Alors que la pollution microplastique continue de progresser, la recherche sur ses effets possibles sur la santé reste freinée par des obstacles techniques : il n’existe à ce jour aucune méthode adaptée pour identifier précisément les particules présentes dans l’organisme sans détruire les tissus. Dans le cadre de deux projets de recherche, une équipe de scientifiques de MedUni Vienne, en collaboration avec des institutions partenaires, a mis au point une nouvelle méthode révolutionnaire qui localise les microplastiques dans les tissus de manière non destructive et spatialement résolue, c'est-à-dire de telle manière que l'emplacement exact des particules dans la structure tissulaire intacte reste visible. Les résultats de l’étude, actuellement publiés dans les revues Analytical Chemistry et Scientific Reports, pourraient faire progresser la recherche et aider à clarifier les liens possibles entre l’exposition aux microplastiques et les maladies chroniques.

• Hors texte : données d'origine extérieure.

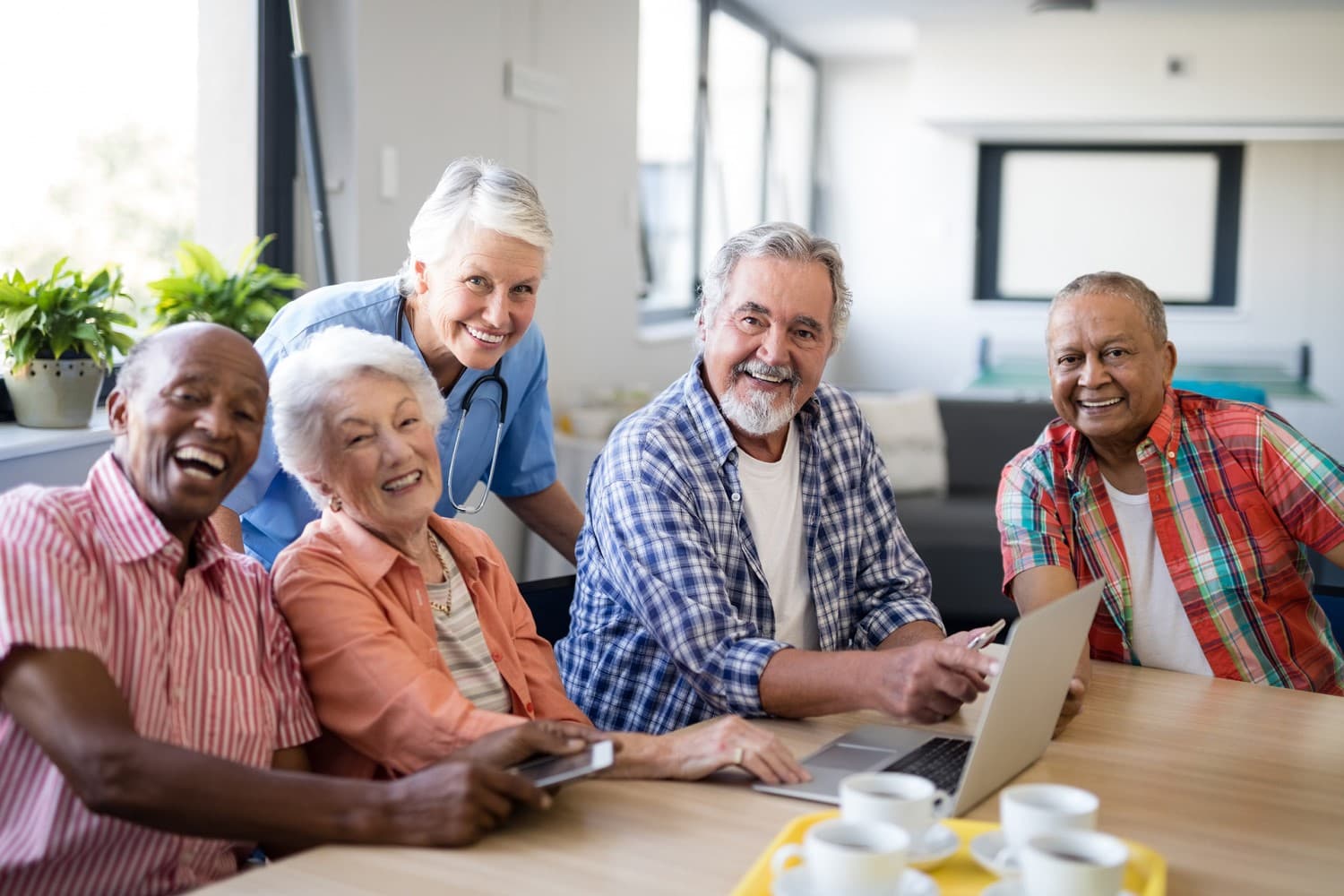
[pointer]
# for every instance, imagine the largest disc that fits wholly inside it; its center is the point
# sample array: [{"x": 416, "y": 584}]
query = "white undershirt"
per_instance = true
[
  {"x": 771, "y": 500},
  {"x": 1161, "y": 634}
]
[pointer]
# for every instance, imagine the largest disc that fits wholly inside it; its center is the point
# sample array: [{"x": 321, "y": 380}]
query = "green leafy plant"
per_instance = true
[
  {"x": 199, "y": 289},
  {"x": 64, "y": 316}
]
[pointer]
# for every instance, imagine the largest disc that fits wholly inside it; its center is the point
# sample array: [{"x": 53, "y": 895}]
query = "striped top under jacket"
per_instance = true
[
  {"x": 206, "y": 664},
  {"x": 1233, "y": 489}
]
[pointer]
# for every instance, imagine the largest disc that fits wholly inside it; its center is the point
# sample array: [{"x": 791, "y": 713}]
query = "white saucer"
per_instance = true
[
  {"x": 1013, "y": 887},
  {"x": 793, "y": 882},
  {"x": 935, "y": 848},
  {"x": 986, "y": 848}
]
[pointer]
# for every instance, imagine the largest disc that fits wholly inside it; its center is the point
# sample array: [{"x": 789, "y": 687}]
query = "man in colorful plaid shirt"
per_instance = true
[
  {"x": 1193, "y": 509},
  {"x": 742, "y": 551}
]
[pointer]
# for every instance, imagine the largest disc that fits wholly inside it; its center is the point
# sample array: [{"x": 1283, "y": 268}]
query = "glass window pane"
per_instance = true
[
  {"x": 105, "y": 171},
  {"x": 669, "y": 40},
  {"x": 734, "y": 144},
  {"x": 793, "y": 90}
]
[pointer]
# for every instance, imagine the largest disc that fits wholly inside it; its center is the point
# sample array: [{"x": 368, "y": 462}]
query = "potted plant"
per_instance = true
[
  {"x": 199, "y": 289},
  {"x": 58, "y": 336}
]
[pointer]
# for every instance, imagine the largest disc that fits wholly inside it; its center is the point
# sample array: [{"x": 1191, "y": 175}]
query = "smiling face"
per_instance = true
[
  {"x": 1107, "y": 373},
  {"x": 191, "y": 422},
  {"x": 765, "y": 351},
  {"x": 476, "y": 303},
  {"x": 382, "y": 461}
]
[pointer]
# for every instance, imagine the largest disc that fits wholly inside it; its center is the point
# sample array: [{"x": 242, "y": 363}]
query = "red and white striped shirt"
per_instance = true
[{"x": 206, "y": 664}]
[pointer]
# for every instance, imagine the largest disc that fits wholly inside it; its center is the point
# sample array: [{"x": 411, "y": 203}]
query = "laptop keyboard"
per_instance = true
[{"x": 940, "y": 761}]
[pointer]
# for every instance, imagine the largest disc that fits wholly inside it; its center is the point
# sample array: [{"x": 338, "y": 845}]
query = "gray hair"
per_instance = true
[
  {"x": 303, "y": 382},
  {"x": 1107, "y": 282},
  {"x": 784, "y": 241},
  {"x": 473, "y": 193}
]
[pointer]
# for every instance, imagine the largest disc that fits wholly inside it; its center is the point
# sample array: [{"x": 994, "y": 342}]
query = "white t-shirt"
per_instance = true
[
  {"x": 1161, "y": 633},
  {"x": 771, "y": 498}
]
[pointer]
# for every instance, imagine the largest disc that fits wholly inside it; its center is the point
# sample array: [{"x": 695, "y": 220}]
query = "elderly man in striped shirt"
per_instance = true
[
  {"x": 152, "y": 708},
  {"x": 1193, "y": 509}
]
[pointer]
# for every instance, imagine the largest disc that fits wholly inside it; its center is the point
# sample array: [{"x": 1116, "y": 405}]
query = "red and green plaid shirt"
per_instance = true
[{"x": 1234, "y": 490}]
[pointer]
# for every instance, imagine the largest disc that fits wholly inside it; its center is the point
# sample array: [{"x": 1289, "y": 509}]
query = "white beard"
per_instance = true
[{"x": 760, "y": 414}]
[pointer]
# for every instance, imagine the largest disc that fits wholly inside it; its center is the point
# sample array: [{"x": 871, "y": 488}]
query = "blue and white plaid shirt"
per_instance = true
[{"x": 672, "y": 621}]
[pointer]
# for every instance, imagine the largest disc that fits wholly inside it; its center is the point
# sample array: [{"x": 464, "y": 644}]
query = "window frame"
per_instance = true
[
  {"x": 1226, "y": 215},
  {"x": 774, "y": 39}
]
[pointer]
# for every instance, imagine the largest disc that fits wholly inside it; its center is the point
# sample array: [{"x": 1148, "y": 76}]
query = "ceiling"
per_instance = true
[{"x": 890, "y": 27}]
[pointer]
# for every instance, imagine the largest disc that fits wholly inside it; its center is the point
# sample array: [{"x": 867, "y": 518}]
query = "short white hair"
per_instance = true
[
  {"x": 473, "y": 194},
  {"x": 303, "y": 382},
  {"x": 784, "y": 241}
]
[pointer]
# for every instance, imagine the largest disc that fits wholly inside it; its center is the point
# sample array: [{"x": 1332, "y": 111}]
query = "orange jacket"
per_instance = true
[{"x": 366, "y": 638}]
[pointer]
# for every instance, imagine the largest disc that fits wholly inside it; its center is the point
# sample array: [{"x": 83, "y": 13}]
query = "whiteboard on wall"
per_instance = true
[{"x": 1064, "y": 214}]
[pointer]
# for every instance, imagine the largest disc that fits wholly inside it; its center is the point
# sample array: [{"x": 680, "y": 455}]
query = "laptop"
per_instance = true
[{"x": 1016, "y": 721}]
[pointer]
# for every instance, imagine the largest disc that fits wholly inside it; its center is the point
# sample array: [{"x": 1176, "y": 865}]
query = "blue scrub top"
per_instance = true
[{"x": 274, "y": 506}]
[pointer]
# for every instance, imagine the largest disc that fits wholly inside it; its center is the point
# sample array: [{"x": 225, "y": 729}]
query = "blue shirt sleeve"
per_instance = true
[{"x": 253, "y": 487}]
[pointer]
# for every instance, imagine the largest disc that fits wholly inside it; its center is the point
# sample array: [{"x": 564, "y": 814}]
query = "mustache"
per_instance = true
[{"x": 760, "y": 368}]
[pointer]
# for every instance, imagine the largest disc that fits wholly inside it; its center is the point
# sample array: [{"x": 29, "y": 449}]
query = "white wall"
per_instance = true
[
  {"x": 425, "y": 77},
  {"x": 1110, "y": 66},
  {"x": 900, "y": 191}
]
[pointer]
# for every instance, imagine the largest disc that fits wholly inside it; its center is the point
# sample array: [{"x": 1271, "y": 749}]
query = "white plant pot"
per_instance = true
[{"x": 54, "y": 394}]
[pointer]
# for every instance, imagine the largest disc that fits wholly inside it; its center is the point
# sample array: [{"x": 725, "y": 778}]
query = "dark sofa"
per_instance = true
[{"x": 957, "y": 535}]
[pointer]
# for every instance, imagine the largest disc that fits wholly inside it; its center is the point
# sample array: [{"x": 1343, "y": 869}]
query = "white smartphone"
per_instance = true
[
  {"x": 546, "y": 771},
  {"x": 986, "y": 635}
]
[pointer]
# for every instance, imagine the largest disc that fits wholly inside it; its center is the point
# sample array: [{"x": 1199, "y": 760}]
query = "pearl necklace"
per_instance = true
[{"x": 445, "y": 607}]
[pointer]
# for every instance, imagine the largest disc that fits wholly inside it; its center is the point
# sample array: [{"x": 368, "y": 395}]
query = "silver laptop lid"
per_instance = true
[{"x": 1023, "y": 702}]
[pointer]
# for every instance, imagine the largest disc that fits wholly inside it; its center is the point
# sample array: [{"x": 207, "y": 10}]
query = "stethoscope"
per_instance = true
[{"x": 494, "y": 376}]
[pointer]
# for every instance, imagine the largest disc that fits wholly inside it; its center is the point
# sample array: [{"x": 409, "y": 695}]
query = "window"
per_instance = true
[
  {"x": 669, "y": 39},
  {"x": 99, "y": 160},
  {"x": 1164, "y": 214},
  {"x": 726, "y": 140},
  {"x": 793, "y": 115}
]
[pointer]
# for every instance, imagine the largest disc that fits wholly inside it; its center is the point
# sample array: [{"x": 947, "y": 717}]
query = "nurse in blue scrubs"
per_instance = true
[{"x": 464, "y": 301}]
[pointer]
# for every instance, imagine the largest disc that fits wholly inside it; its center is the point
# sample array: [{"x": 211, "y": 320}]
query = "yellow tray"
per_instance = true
[{"x": 960, "y": 874}]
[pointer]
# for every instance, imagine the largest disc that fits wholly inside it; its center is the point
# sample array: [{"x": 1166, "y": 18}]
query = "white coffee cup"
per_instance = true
[
  {"x": 863, "y": 858},
  {"x": 1074, "y": 863},
  {"x": 1027, "y": 810},
  {"x": 906, "y": 801}
]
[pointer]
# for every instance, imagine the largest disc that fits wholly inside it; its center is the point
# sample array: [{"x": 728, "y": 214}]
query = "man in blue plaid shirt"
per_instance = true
[{"x": 742, "y": 552}]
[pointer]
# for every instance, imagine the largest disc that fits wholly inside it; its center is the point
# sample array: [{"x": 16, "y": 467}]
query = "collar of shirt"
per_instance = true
[
  {"x": 371, "y": 557},
  {"x": 1163, "y": 435},
  {"x": 132, "y": 530},
  {"x": 714, "y": 429}
]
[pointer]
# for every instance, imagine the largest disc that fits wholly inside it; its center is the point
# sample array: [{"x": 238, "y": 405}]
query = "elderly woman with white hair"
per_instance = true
[
  {"x": 413, "y": 635},
  {"x": 462, "y": 304}
]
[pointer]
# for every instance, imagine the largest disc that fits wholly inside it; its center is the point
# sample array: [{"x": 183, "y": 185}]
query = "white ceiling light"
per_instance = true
[{"x": 1062, "y": 5}]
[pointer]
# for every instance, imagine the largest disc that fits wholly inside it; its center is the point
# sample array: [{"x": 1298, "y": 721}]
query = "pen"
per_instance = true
[{"x": 986, "y": 635}]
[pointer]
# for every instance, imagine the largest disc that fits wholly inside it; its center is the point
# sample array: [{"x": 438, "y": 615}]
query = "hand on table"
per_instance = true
[
  {"x": 511, "y": 745},
  {"x": 1074, "y": 699},
  {"x": 730, "y": 740},
  {"x": 456, "y": 802},
  {"x": 927, "y": 681}
]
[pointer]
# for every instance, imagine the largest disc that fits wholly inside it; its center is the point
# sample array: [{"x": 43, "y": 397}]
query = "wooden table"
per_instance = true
[{"x": 1239, "y": 786}]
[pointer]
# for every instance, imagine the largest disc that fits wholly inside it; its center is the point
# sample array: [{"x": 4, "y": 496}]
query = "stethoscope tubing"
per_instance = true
[{"x": 494, "y": 376}]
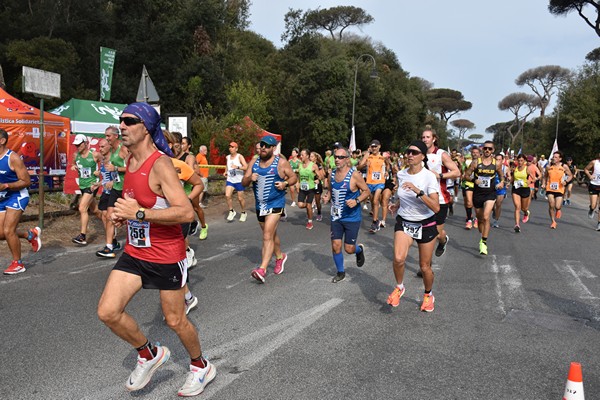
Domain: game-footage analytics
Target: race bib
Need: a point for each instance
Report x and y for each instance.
(413, 229)
(85, 172)
(484, 181)
(266, 212)
(138, 233)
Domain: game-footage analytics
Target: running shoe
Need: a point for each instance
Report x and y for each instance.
(189, 304)
(14, 268)
(360, 257)
(79, 239)
(203, 232)
(197, 380)
(106, 252)
(280, 264)
(428, 303)
(482, 248)
(259, 274)
(36, 241)
(340, 276)
(144, 369)
(231, 215)
(394, 297)
(194, 228)
(441, 249)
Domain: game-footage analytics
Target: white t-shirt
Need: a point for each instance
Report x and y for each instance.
(412, 208)
(234, 175)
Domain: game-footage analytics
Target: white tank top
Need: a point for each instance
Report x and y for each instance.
(596, 173)
(234, 175)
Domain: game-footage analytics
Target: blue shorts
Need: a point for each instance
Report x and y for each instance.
(14, 200)
(373, 187)
(346, 229)
(237, 186)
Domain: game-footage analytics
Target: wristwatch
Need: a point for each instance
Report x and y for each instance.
(141, 214)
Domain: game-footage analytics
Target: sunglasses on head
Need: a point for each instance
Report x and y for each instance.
(128, 121)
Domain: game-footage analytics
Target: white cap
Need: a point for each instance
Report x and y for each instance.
(79, 138)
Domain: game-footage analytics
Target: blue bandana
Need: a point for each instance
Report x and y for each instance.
(151, 119)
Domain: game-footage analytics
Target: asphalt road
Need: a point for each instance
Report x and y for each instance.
(506, 326)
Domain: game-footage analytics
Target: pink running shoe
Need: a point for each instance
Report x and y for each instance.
(280, 264)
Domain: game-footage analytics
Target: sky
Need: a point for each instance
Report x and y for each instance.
(478, 47)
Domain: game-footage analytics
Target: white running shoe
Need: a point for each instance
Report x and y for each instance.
(144, 369)
(197, 380)
(231, 215)
(190, 304)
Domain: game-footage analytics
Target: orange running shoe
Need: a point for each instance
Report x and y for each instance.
(394, 298)
(428, 301)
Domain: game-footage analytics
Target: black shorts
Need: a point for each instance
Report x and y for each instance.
(103, 202)
(274, 211)
(306, 196)
(440, 217)
(523, 192)
(154, 275)
(89, 191)
(428, 233)
(114, 195)
(479, 199)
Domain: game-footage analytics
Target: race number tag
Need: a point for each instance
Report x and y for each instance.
(138, 233)
(414, 230)
(85, 172)
(266, 212)
(485, 181)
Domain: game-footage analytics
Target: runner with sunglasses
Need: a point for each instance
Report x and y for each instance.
(482, 172)
(418, 202)
(270, 176)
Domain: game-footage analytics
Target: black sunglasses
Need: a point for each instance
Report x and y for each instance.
(128, 121)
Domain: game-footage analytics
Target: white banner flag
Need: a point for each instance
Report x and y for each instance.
(352, 146)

Les études ont été menées en coopération avec RECENDT GmbH – Centre de recherche pour les tests non destructifs de Linz, où la méthode connue sous le nom d'OPTIR est déjà utilisée dans d'autres contextes. OPTIR signifie Optical Photothermal Infrared Spectroscopy et a été initialement développé pour visualiser les structures chimiques dans des matériaux complexes avec une haute résolution spatiale. Dans le cadre de la recherche récemment publiée, l'équipe scientifique dirigée par Lukas Kenner du service clinique de pathologie de MedUni Vienne a démontré pour la première fois cela et comment la méthode peut être appliquée à des échantillons de tissus humains.
Empreinte digitale infrarouge pour une identification précise
OPTIR utilise la réaction de différents matériaux à la lumière laser infrarouge. Cette lumière chauffe localement les échantillons, de sorte que les plastiques tels que le polyéthylène (PE), le polystyrène (PS) ou le polyéthylène téréphtalate (PET) se comportent d'une manière caractéristique de leur structure chimique. Ces signaux spécifiques sont détectés par une seconde source de lumière, créant ce que l'on appelle une empreinte infrarouge qui permet une identification chimique unique – sans endommager les tissus.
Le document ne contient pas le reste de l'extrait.